Furthermore I know that none of these will be called before I
execute some function that binds *GLOBAL*'s value. BIND insists
that *GLOBAL* has a value BEFORE BIND of *GLOBAL* is used. However
some other module may care about *GLOBAL*'s default value, so I
would rather not write something like (lset *GLOBAL* nil), but
instead (if (bound? *GLOBAL*) (then (lset *GLOBAL* nil))). Of
course, I would rather that BIND did not depend on *GLOBAL* being
bound.
I should apologize about BIND's misleading name -- it doesn't bind the
variable (like DEFINE, LAMBDA, and LSET do), it does a temporary assignment.
The variable must be bound (with DEFINE or LAMBDA or LSET) before you
can do a BIND, since otherwise there would be no location to assign.
(Locations can't be created on demand because there's no way to tell in
what environment the variable should become bound.)
However I think it would be a good idea to have a way to bind a variable
without assigning it.
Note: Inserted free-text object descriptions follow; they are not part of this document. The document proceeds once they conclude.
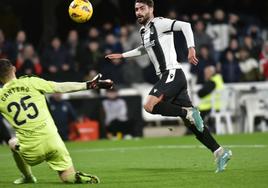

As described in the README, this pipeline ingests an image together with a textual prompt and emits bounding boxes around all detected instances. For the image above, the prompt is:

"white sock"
[214,147,224,158]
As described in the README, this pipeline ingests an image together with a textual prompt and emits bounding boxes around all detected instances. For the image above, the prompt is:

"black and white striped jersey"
[122,17,195,76]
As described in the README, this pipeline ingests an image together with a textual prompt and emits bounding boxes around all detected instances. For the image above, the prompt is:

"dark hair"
[135,0,154,7]
[0,59,13,79]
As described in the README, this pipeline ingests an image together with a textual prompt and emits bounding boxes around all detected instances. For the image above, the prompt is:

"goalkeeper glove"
[86,74,114,89]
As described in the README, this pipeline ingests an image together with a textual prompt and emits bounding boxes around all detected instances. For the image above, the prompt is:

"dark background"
[1,0,268,47]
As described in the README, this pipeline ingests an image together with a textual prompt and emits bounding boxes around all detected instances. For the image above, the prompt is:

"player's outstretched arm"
[105,53,123,60]
[105,45,146,60]
[52,74,113,93]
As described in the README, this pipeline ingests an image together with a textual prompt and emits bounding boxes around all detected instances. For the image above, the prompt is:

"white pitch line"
[70,144,268,153]
[0,144,266,158]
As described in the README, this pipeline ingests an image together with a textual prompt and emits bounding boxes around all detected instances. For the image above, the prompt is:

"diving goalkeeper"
[0,58,113,184]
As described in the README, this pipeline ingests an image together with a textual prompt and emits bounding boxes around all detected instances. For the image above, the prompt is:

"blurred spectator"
[86,27,102,45]
[77,40,103,78]
[120,24,152,83]
[13,30,27,60]
[238,47,261,82]
[193,20,213,55]
[101,88,135,139]
[191,45,216,84]
[191,14,200,22]
[166,9,178,20]
[259,41,268,80]
[221,50,241,83]
[49,93,78,141]
[119,26,131,51]
[101,33,124,84]
[180,14,190,22]
[65,30,80,69]
[119,26,144,85]
[202,13,212,25]
[246,24,263,47]
[124,24,150,68]
[42,36,73,80]
[122,59,144,86]
[0,29,15,60]
[243,35,261,60]
[206,9,236,62]
[101,21,114,36]
[104,33,123,54]
[197,66,224,133]
[15,44,42,76]
[224,37,240,58]
[228,13,242,36]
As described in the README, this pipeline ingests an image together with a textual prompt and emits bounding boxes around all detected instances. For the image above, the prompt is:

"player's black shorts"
[149,69,192,107]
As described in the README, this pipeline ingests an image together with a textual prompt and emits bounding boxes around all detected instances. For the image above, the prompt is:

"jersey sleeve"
[29,77,87,94]
[28,77,57,93]
[122,45,146,58]
[155,17,179,33]
[173,20,195,48]
[156,18,195,48]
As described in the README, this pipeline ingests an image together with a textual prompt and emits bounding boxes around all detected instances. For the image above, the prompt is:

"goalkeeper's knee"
[8,137,19,151]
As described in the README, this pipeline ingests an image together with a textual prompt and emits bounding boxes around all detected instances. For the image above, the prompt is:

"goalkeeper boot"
[215,149,232,173]
[13,174,37,184]
[185,107,204,132]
[75,171,100,184]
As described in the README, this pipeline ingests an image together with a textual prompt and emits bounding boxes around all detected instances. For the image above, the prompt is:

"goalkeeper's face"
[135,3,154,25]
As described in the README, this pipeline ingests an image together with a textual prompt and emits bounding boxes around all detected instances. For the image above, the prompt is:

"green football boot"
[75,171,100,184]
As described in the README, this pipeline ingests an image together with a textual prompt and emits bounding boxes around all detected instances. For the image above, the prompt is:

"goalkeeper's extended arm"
[53,74,113,93]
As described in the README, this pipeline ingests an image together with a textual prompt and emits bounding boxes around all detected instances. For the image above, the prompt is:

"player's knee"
[8,137,18,151]
[143,103,153,113]
[144,95,163,113]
MIT Scheme does this with the syntax
(define foo)
and in T this would want to be written as
(lset foo)
instead (because SET!, and therefore BIND, is in principle illegal on
variables bound with DEFINE -- an unfortunate incompatibility with R^3
Scheme).
I know that the SETQ-IF-UNBOUND or DEFVAR style you describe is
widespread in Maclisp and its derivatives. (The special form you want
in T is not BOUND? but rather ASSIGNED?.) But I have always found this
to be a rather questionable practice -- I always prefer for one
particular module to be responsible for binding a variable; i.e.
multiple LSET's on a variable should be in error just as multiple
DEFINE's are. Otherwise conflicts and confusion are very likely.
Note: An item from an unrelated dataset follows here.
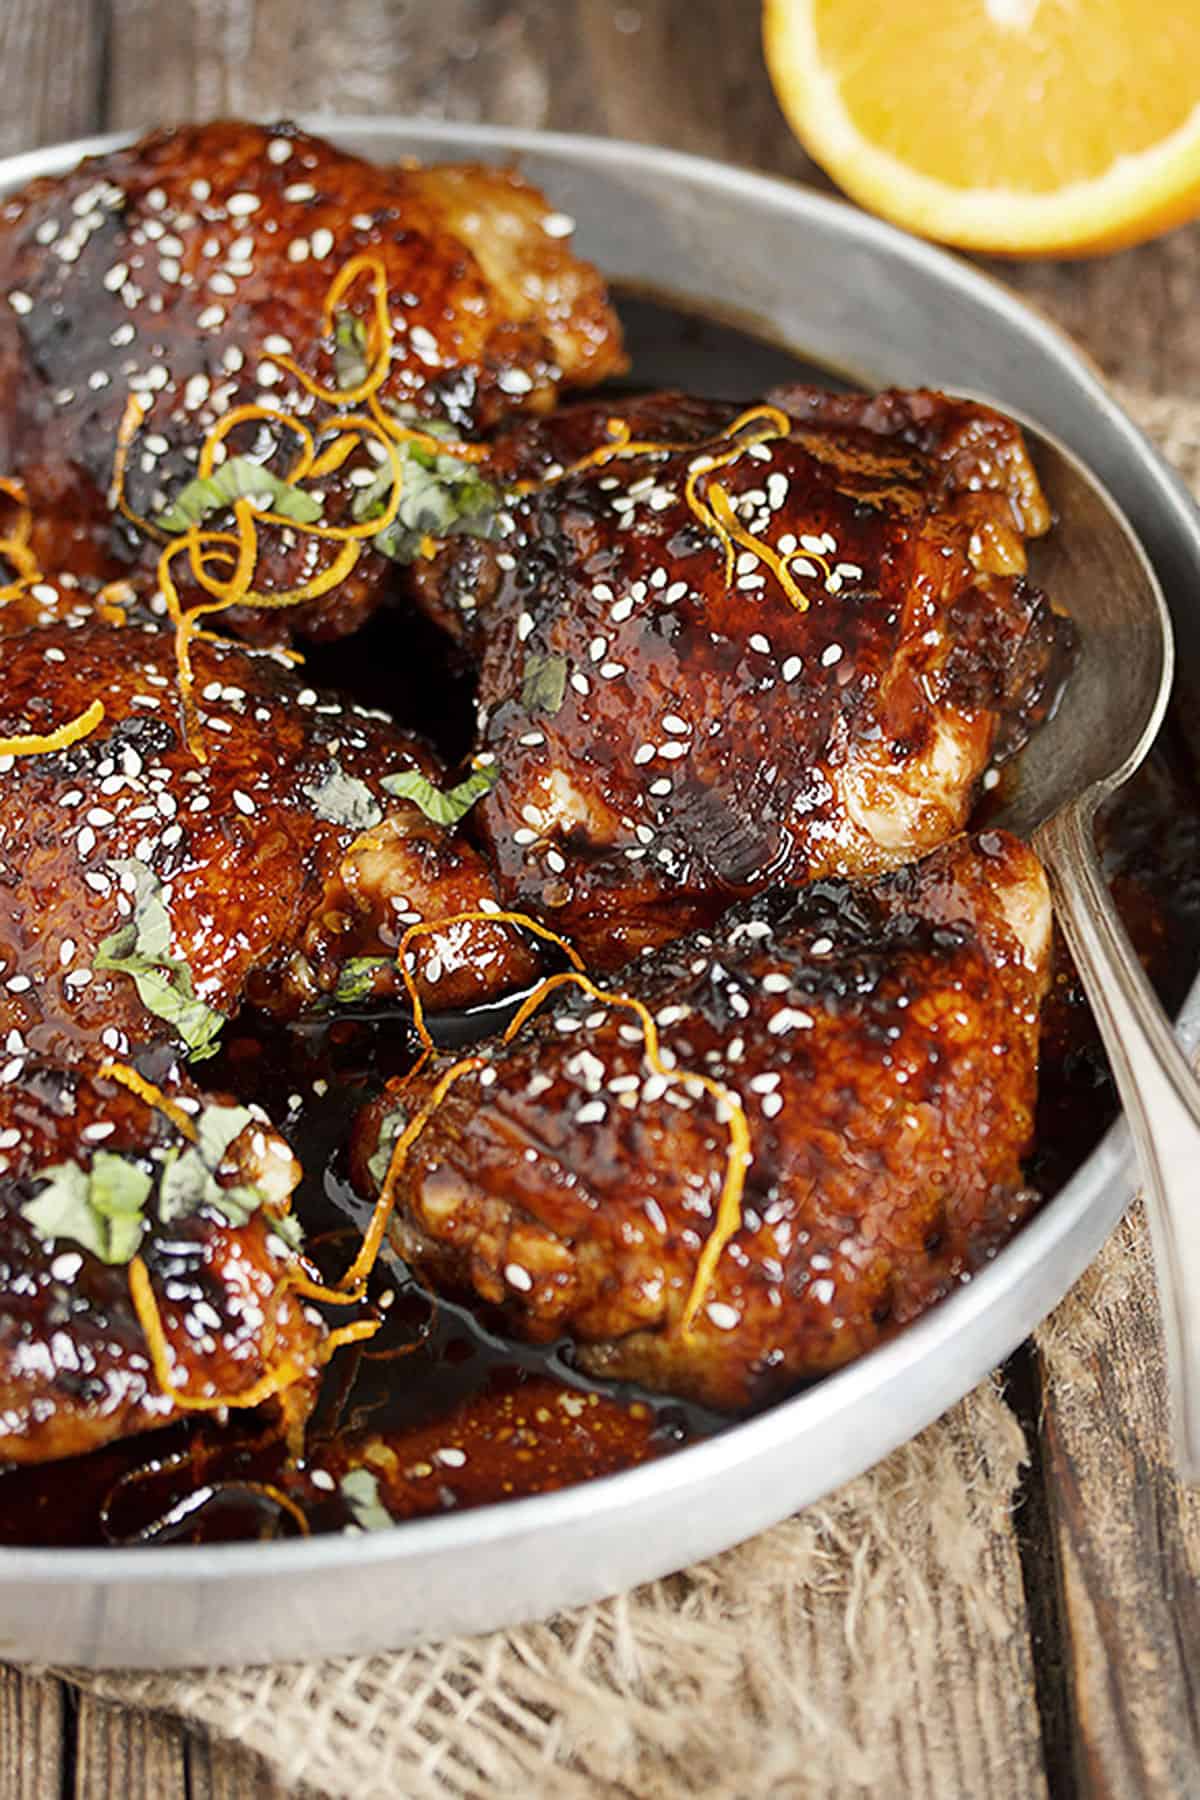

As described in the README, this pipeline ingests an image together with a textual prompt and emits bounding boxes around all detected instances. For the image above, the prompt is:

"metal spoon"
[993,420,1200,1472]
Likewise, (if (test) (then ...) (else ...))
seems to me much more readable than
(cond ((test) ...) (else ...)).
De gustibus non est disputandum. I needn't add to the existing
critiques. If you like your IF, define a macro.
1. It seem rather ugly to have to use two tables to keep track of
TABLE-HAS-ENTRY? state and the table values, as is need if you
don't plan to modify the source, and
No, you don't need two tables, you just need some distinguished object to
represent a false entry. And you needn't modify the source if you
simply shadow T's definition of TABLE-ENTRY.
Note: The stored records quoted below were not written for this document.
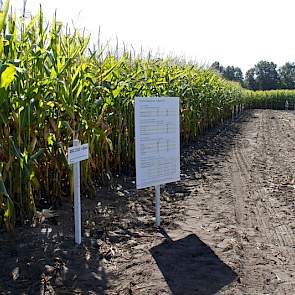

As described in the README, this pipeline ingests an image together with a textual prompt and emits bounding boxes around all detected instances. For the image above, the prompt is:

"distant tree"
[223,66,243,83]
[279,62,295,89]
[210,61,224,74]
[233,67,243,82]
[254,61,280,90]
[223,66,235,80]
[210,62,243,84]
[244,68,257,90]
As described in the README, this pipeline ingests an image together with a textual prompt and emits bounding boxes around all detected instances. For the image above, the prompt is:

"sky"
[11,0,295,74]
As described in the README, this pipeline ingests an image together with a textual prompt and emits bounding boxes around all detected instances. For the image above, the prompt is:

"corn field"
[0,2,250,230]
[246,89,295,109]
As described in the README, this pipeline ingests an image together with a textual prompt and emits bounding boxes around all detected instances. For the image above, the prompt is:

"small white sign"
[68,143,89,164]
[135,97,180,189]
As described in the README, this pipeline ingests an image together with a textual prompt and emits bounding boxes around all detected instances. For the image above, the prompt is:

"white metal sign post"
[68,140,89,244]
[155,184,161,226]
[135,97,180,227]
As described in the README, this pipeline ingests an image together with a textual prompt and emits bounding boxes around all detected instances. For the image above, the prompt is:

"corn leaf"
[0,65,16,89]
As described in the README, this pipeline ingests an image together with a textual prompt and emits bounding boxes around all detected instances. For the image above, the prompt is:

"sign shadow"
[150,231,237,295]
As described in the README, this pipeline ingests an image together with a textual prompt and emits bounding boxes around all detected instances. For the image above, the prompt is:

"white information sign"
[135,97,180,189]
[68,143,89,164]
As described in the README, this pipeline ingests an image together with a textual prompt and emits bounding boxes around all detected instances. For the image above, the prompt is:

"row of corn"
[246,89,295,109]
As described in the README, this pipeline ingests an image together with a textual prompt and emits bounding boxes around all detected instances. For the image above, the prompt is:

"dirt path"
[1,109,295,295]
[105,109,295,295]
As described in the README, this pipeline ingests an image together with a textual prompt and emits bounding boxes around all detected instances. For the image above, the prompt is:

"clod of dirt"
[44,265,55,275]
[11,267,20,280]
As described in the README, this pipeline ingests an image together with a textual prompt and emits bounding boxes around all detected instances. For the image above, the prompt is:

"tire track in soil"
[262,112,295,249]
[232,148,275,245]
[222,115,276,294]
[241,113,293,249]
[227,110,295,294]
[263,111,295,293]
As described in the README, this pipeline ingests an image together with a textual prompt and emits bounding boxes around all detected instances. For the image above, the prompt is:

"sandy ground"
[1,109,295,295]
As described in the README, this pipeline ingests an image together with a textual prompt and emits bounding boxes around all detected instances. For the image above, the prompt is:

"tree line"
[210,61,295,90]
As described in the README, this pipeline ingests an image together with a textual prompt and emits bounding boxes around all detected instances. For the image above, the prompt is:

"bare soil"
[1,109,295,295]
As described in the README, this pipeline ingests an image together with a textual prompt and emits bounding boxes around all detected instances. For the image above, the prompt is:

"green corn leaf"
[0,0,10,33]
[4,194,14,228]
[47,133,55,146]
[9,137,21,159]
[56,142,70,168]
[29,148,45,162]
[0,36,3,55]
[106,137,113,152]
[60,120,73,133]
[0,65,16,89]
[0,171,8,197]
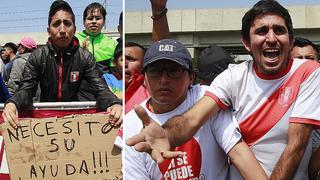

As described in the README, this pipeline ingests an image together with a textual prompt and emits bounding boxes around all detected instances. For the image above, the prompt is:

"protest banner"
[1,113,121,180]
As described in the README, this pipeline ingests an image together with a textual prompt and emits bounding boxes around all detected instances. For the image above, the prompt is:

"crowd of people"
[1,0,320,179]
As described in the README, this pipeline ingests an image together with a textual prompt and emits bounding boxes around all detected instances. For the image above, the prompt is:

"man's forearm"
[271,123,313,179]
[229,140,267,180]
[151,0,170,42]
[162,96,220,148]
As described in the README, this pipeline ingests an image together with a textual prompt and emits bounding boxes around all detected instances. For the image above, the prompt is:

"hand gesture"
[150,0,167,12]
[2,102,19,128]
[107,104,123,126]
[126,105,183,163]
[81,36,89,49]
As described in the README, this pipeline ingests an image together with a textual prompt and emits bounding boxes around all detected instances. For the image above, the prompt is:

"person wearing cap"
[124,39,267,179]
[76,2,117,74]
[2,0,122,129]
[7,37,37,95]
[1,42,17,82]
[197,45,235,85]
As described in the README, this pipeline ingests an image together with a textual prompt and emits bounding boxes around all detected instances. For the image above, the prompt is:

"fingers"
[107,104,123,126]
[134,105,151,127]
[82,36,89,48]
[3,103,19,129]
[162,151,185,159]
[126,133,145,146]
[133,142,151,152]
[151,149,164,164]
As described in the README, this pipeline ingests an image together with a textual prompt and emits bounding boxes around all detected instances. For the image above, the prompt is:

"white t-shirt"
[206,59,320,179]
[124,85,241,180]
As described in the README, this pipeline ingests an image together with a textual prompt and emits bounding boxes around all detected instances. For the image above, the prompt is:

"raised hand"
[126,105,183,163]
[150,0,167,12]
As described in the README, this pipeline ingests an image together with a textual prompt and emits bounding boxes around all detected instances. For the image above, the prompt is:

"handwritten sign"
[1,114,122,180]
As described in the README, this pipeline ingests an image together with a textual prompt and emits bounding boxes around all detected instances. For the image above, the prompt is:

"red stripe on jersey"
[290,117,320,129]
[58,55,63,101]
[240,60,320,146]
[204,92,228,110]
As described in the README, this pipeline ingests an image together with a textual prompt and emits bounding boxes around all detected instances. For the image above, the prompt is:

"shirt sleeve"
[123,111,152,180]
[205,68,233,109]
[210,109,242,154]
[290,68,320,128]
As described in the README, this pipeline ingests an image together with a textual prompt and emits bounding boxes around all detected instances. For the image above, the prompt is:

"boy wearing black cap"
[125,39,267,179]
[2,0,122,128]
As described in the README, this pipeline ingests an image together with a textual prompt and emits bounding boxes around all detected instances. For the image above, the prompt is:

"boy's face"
[243,14,293,75]
[84,8,105,36]
[47,10,76,49]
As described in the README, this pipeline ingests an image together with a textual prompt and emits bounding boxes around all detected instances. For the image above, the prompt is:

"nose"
[159,70,170,82]
[266,30,276,43]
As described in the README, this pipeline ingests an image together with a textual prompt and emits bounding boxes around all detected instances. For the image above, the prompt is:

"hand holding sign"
[126,105,183,163]
[2,102,19,129]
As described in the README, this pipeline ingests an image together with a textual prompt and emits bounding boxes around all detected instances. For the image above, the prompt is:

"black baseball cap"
[197,45,235,82]
[143,39,192,71]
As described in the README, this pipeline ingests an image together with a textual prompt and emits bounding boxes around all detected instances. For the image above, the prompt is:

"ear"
[47,27,50,36]
[241,37,251,53]
[188,72,196,86]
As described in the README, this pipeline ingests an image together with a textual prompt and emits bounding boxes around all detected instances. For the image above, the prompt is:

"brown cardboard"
[2,114,122,180]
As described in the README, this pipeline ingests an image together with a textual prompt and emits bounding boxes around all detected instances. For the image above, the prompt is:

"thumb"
[134,105,151,127]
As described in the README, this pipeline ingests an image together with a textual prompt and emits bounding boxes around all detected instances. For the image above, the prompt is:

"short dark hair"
[48,0,75,25]
[83,2,106,22]
[292,37,319,58]
[113,43,122,61]
[241,0,293,43]
[4,42,17,54]
[125,42,146,55]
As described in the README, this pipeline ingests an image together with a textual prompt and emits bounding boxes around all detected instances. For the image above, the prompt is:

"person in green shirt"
[76,2,117,74]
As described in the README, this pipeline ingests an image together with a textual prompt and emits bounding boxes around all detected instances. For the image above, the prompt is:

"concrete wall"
[125,5,320,58]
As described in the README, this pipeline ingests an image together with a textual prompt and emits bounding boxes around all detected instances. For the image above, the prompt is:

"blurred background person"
[7,37,37,95]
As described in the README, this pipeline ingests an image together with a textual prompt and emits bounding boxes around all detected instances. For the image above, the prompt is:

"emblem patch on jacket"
[70,71,79,82]
[278,86,293,107]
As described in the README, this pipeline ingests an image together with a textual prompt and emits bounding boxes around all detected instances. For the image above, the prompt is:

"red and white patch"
[70,71,79,82]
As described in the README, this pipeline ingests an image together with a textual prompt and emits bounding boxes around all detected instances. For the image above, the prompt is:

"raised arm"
[229,139,268,180]
[150,0,170,42]
[126,95,220,163]
[270,123,313,179]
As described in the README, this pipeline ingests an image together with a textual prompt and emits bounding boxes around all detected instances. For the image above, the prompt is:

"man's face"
[47,10,76,49]
[290,45,319,61]
[145,60,193,112]
[125,46,144,88]
[84,9,105,36]
[2,47,12,60]
[242,14,293,75]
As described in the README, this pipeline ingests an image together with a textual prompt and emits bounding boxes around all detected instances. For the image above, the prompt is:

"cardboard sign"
[1,114,122,180]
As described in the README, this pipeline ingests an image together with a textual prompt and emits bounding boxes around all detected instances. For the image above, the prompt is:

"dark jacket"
[8,37,121,111]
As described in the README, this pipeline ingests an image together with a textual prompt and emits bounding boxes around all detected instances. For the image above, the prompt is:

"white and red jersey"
[124,85,241,180]
[206,58,320,179]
2. (walk-table (lambda (key value)
(ignore value)
(set (table-entry <table> key) '#f))
<table>)
does not work. You must say (clean-table <table>). Whereas
this walk does work so long as you are not setting the table
value to '#f. This seems to be a gross anomaly! This is
especially painfull if the new value is computed from the old
one.
I consulted with the person who wrote the table package and it seems
that it's an error to modify a table while it is being walked. That it
sometimes works is gratuitous. Unfortunately it would be prohibitively
expensive to detect this error situation; tables must be fast. And to
change this would require that WALK-TABLE in effect copy the table
before it starts walking; that would make WALK-TABLE too expensive.
This restriction should definitely be documented.
I recommend that you create a brand new table when you want to do
something like this, and let the old one be gc'ed.